The company also says that its compute cores include a "Transformer Engine" that can be used to accelerate Transformer-type neural networks by "as much as 6x" versus Ampere. The "Transformer Engine" itself seems to be marketspeak for tweaked tensor units that, in combination with smart software, can step operations all the way down to 8-bit precision when higher precision is not required.
It's this capability that allows the H100 to achieve its greatest performance gains compared to the Ampere-based A100, according to NVIDIA. For AI model training, the H100 can apparently achieve 9x the throughput. For AI inferencing, the gains are even larger; NVIDIA claims that per-GPU throughput with H100 is fully thirty times that of A100 with a 1-second response latency.
Stepping back to NVLink and PCIe for a moment, the latest offshoot of NVIDIA's interconnect is called NVLink-C2C. C2C stands for "chip to chip", and it indicates that this version of NVLink is intended for use with both GPU-to-host connections as prior versions of NVLink, but also between dice in "advanced packaging."

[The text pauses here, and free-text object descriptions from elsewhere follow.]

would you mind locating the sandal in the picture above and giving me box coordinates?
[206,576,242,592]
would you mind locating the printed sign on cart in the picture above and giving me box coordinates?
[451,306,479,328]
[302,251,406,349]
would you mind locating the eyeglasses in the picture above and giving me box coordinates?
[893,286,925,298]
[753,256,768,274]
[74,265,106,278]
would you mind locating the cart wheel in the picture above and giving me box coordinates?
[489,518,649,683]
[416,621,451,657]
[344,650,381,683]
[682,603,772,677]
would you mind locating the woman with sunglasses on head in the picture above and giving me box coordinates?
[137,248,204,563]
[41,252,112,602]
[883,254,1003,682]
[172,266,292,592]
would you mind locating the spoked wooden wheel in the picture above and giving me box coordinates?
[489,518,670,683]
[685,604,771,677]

Basically, it's another interconnect that can be used between chiplets, similar to (but much faster than) AMD's Infinity Fabric. It's used in the Grace Superchip and Grace Hopper Superchip, also announced today, and NVIDIA says it is "open for semi-custom silicon-level integration with NVIDIA technology." NVIDIA's also supporting UCIe (Universal Chiplet Interconnect Express), by the way.
In its release materials, NVIDIA states multiple times that H100 "can be deployed in every type of datacenter." That's because the company is offering H100 in numerous form factors, ranging from a specialized PCIe add-in card all the way up to pre-configured supercomputer blueprints with 256 H100 GPUs.

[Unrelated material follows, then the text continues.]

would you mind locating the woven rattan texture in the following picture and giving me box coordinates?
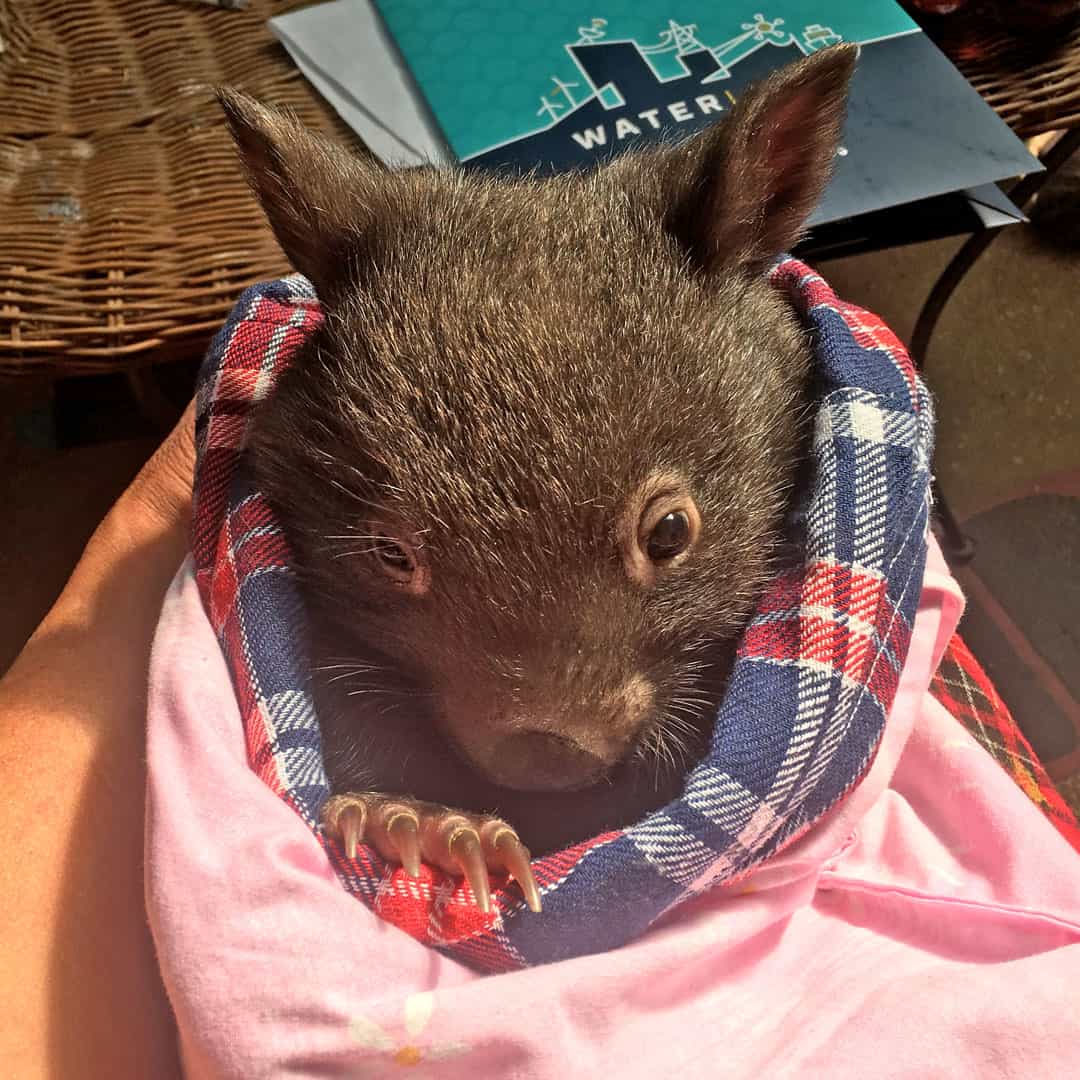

The most basic form of H100 will be the mezzanine version in SXM form factor, but as an add-in card it will come as the H100 CNX "Converged Accelerator." Basically, the card includes an H100 GPU as well as one of NVIDIA's own ConnectX-7 dual-port Infiniband adapters. The GPU connects to the NIC using PCIe 5, while the NIC connects to the host using PCIe Gen 4. The idea is that it's more important for the accelerators in a node to be able to talk to each other with the lowest latency and highest throughput possible.
Naturally, there's a new DGX system to accompany this launch, christened DGX H100. This fourth generation of NVIDIA's supercomputing module is extremely similar to the previous-generation DGX A100; mostly, it swaps out the eight A100 GPUs for eight SXM H100 accelerators, giving it fully 32 petaFLOPS of 8-bit compute. The DGX SuperPOD, then, combines 32 DGX systems for a total of 1 exaFLOP of AI inferencing horsepower.

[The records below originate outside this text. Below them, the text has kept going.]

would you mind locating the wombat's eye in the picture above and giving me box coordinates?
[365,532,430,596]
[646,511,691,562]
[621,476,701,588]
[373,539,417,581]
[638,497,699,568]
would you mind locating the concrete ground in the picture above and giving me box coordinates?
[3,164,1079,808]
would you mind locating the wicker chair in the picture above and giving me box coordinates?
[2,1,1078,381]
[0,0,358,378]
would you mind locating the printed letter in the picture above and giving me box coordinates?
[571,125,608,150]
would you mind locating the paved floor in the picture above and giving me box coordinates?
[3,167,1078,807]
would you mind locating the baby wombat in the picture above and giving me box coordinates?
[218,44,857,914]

NVIDIA says that the latest DGX SuperPOD will allow its supercomputing customers to "scale as large as needed in 32-node increments." Indeed, that seems to be the basis for the Eos Supercomputer blueprint which piles together some 18 SuperPODs, comprising 576 DGX H100 systems, linking together 4,608 H100 GPUs.
None of this is coming to retail, of course. Despite NVIDIA's claims that it wants H100 "at every scale," most of the products in this announcement are really aimed squarely at governments and large research organizations (generally subsidized by governments) that need the absolute maximum in number-crunching compute power. As such, NVIDIA didn't provide any pricing data. All of these products are in "if you have to ask, you can't afford it" territory.
The House That GeForce Built did say that H100 is in production already, and gave a date for availability of these products, too. If you're after the latest and greatest in AI acceleration hardware, start pinging your vendor in Q3 of this year.